Here, we manifest a high degree of nurturing both legitimate and illegitimate expectations that the MPs “must attend to” to get our votes. Besides, we have not differentiated between what we deserve and what we ought to have. In other words, we appear to miss the boundary between what we sign for when we vote in MPs and our own vision. Partly, this is because we have no priority agenda to advance to the MPs that squarely falls within their mandate.
Moreover, for some reasons, many voters believe that MPs have solutions to all our social problems. Yes, if they perform their constitutional mandate: represent, legislate and oversight. No, MPs do not have to solve our problems by offering direct interventions to individuals as our voter behaviour suggests. Obviously, our needs are real and have to be attended to but not by MPs in their official capacity.
Fourth, there is, seemingly, an unconscious conspiracy between the Executive, Judiciary and the Legislature to run down Kenya’s development agenda. The question is: how can the three arms of government peacefully function with such glaring anomaly in public perception? Ordinarily, the Executive is the implementer of the development agenda but now seems to have found illegitimate solace in co-implementing with the Legislature. Really, on what basis do the MPs implement and claim credit for the work in their constituencies when it is not in their job description? Or, is that perhaps some of us have not been educated in this regard?
Yes, we are offshore deep into electioneering campaigns. But, what kind of knowledge are we basing ourselves on to elect candidates who have offered themselves for our consideration?
Elections cannot produce credible leaders if the purpose for which we elect them is evidently hazy. On paper, we expect MPs to represent, legislate and oversight. In practice we expect them to be social workers, government administrators, police commanders, financial controllers and, as research findings indicate, ATMs for us to draw from.

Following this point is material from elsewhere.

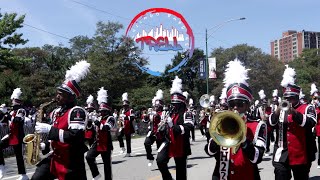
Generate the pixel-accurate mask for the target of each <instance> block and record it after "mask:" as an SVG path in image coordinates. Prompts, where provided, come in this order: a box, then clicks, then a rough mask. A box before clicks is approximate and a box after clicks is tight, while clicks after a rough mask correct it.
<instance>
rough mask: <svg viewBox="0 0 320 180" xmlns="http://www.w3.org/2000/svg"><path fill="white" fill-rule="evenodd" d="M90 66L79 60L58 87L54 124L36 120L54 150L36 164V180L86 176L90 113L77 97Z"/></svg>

No wonder, the kind of political advertising we are exposed to in the ongoing campaigns is glaringly deceptive. Elected and nominated leaders, for example, who have not achieved much, are raising their stakes as credible candidates with all manner of promises. And we appear all too willing to dance along without asking the more critical development agenda questions.
Understandably, we cannot ask the questions unless we begin by informing ourselves the functions of each office we are electing candidates into.
In the August 8 General Election, let us vote in MPs who can stay away from other people’s job descriptions.